1

I'm working on an AVL Tree sorting algorithm, and I thought I finally had it figured out, thanks to the help of you all, until I realized that the runtime for it was taking significantly longer than the runtime for insertion sort, which shouldn't be correct. I'm using an unsorted array (or rather, vector) of randomly generated numbers. I'll provide some statistics and code below.

AVL

for (std::vector<int>::const_iterator i = numbers.begin(); i != numbers.begin()+30000; ++i)
{
    root = insert(root, numbers[x]);
    cout << "Height: " << height(root);
    x++;
    track++;
    if( (track % 10000) == 0)
    {
        cout << track << " iterations" << endl;
        time_t now = time(0);
        cout << now - begin << " seconds" << endl;
    }

}

N = 30,000

Height = 17

Number of iterations performed = ~1,730,000

Run time for sorting = 38 seconds

Insertion Sort

for (int i = 0; i < 30000; i++)
    {
        first++;
        cout << first << " first level iterations" << endl;
        time_t now = time(0);
        cout << now - begin << " seconds" << endl;
        int tmp = dataSet[i];
        int j;
        for (j = i; i > 0 && tmp < dataSet[j - 1]; j--)
        {
            dataSet[j] = dataSet[j - 1];
        }
        dataSet[j] = tmp;
    }
}

N = 30,000

Iterations = 30,000

Run time for sorting = 4 seconds

This can't possibly be right, so I was hoping that maybe you all could help figure out what's going on?

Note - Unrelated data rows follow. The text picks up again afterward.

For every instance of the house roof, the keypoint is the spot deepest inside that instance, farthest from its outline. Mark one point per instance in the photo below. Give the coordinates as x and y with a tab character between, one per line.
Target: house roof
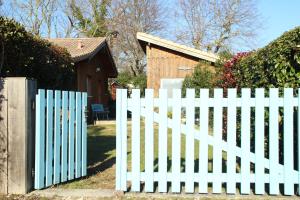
144	38
80	48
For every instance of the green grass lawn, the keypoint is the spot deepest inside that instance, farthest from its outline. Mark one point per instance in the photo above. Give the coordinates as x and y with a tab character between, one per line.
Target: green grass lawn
101	156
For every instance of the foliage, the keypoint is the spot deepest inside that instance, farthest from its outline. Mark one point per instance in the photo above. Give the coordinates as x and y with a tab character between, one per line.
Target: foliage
93	25
276	65
201	78
124	79
28	56
228	80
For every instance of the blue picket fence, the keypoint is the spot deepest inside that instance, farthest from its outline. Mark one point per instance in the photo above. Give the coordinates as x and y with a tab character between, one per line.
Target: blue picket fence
218	161
61	137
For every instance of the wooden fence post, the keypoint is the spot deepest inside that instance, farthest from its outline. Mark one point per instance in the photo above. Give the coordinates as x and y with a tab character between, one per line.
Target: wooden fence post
17	135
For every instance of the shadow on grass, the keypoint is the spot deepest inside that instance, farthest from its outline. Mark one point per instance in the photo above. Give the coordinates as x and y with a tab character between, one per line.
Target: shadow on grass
99	147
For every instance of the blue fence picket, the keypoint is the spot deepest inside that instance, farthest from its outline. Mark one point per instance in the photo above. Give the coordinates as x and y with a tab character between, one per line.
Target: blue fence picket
39	178
64	141
57	137
49	139
78	136
84	135
54	150
71	134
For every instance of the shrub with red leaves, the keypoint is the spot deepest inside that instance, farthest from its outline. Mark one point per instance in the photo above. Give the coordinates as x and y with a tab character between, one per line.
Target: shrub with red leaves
228	80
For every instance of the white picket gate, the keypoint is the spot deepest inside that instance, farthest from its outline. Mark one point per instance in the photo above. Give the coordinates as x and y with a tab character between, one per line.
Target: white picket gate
242	166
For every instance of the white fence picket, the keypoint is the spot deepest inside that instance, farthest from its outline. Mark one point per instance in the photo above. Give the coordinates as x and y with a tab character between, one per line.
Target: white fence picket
149	142
273	141
231	142
135	142
217	150
288	142
124	140
298	123
203	150
176	140
278	173
245	142
162	140
259	141
190	138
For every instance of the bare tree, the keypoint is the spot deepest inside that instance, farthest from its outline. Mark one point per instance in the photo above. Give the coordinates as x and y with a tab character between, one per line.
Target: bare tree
216	24
36	15
127	17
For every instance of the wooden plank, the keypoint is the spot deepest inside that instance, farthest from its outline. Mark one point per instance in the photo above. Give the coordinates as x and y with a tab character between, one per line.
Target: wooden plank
84	135
18	151
273	142
118	138
71	134
135	161
31	91
203	154
124	141
190	137
49	139
217	150
57	139
64	144
176	140
245	142
162	140
288	142
40	140
3	137
259	141
149	141
78	136
231	142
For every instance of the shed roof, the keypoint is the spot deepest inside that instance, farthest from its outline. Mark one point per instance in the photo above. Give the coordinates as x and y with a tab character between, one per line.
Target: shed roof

As far as I can tell, all of my code was implemented correctly, but I'm still going to include the relevant parts below in case I missed something.

Source Code

    node* newNode(int element) // helper function to return a new node with empty subtrees
{
    node* newPtr = new node;
    newPtr->data = element;
    newPtr->leftChild = NULL;
    newPtr->rightChild = NULL;
    newPtr->height = 1;
    return newPtr;
}
node* rightRotate(node* p) // function to right rotate a tree rooted at p
{
    node* child = p->leftChild;
    node* grandChild = child->rightChild;

    // perform the rotation
    child->rightChild = p;
    p->leftChild = grandChild;

    // update the height for the nodes
    p->height = max(height(p->leftChild), height(p->rightChild)) + 1;
    child->height = max(height(child->leftChild), height(child->rightChild)) + 1;

    // return new root
    return child;
}
node* leftRotate(node* p) // function to left rotate a tree rooted at p
{
    node* child = p->rightChild;
    node* grandChild = child->leftChild;

    // perform the rotation
    child->leftChild = p;
    p->rightChild = grandChild;

    // update heights
    p->height = max(height(p->leftChild), height(p->rightChild)) + 1;

    // return new root
    return child;
}

int getBalance(node *p)
{
    if(p == NULL)
        return 0;
    else
        return height(p->leftChild) - height(p->rightChild);
}
// recursive version of BST insert to insert the element in a sub tree rooted with root
// which returns new root of subtree
node* insert(node*& n, int element)
{
    // perform the normal BST insertion
    if(n == NULL) // if the tree is empty
        return(newNode(element));
    if(element< n->data)
    {
        n->leftChild = insert(n->leftChild, element);
    }
    else
    {
        n->rightChild = insert(n->rightChild, element);
    }

    // update the height for this node
    n->height = 1 + max(height(n->leftChild), height(n->rightChild));

    // get the balance factor to see if the tree is unbalanced
    int balance = getBalance(n);

    // the tree is unbalanced, there are 4 different types of rotation to make
    // Single Right Rotation (Left Left Case)
    if(balance > 1 && element < n->leftChild->data)
    {
        return rightRotate(n);
    }
    // Single Left Rotation (Right Right Case)
    if(balance < -1 && element > n->rightChild->data)
    {
        return leftRotate(n);
    }
    // Left Right Rotation
    if(balance > 1 && element > n->leftChild->data)
    {
        n->leftChild = leftRotate(n->leftChild);
        return rightRotate(n);
    }
    // Right Left Rotation
    if(balance < -1 && element < n->rightChild->data)
    {
        n->rightChild = rightRotate(n->rightChild);
        return leftRotate(n);
    }
    // cout << "Height: " << n->height << endl;
    // return the unmodified root pointer in the case that the tree does not become unbalanced
    return n;
}
yms
  • 10,080
  • 3
  • 37
  • 66
Sean Madson
  • 41
  • 1
  • 6
  • 1
    Since insertion sort is really simple and AVL trees are not, even before trying anything it is reasonable to suspect that AVL-sort has a higher constant factor associated with it. – harold Apr 21 '17 at 19:53
  • @harold top of that he is calling height(root) in the middle of the loop, which increases even more that constant factor. – yms Apr 21 '17 at 20:17
  • I'm not sure I follow what you mean. Could you elaborate? – Sean Madson Apr 21 '17 at 21:16

1 Answers1

1

The best way to "debug" this kind of problems is to use a performance profiler tool, however in this case I think I can give you a good hypothesis:

In summary, your comparison is not "fair".

How to "fix" this?:

  • Experiment with memory management libraries, like Boost.Pool.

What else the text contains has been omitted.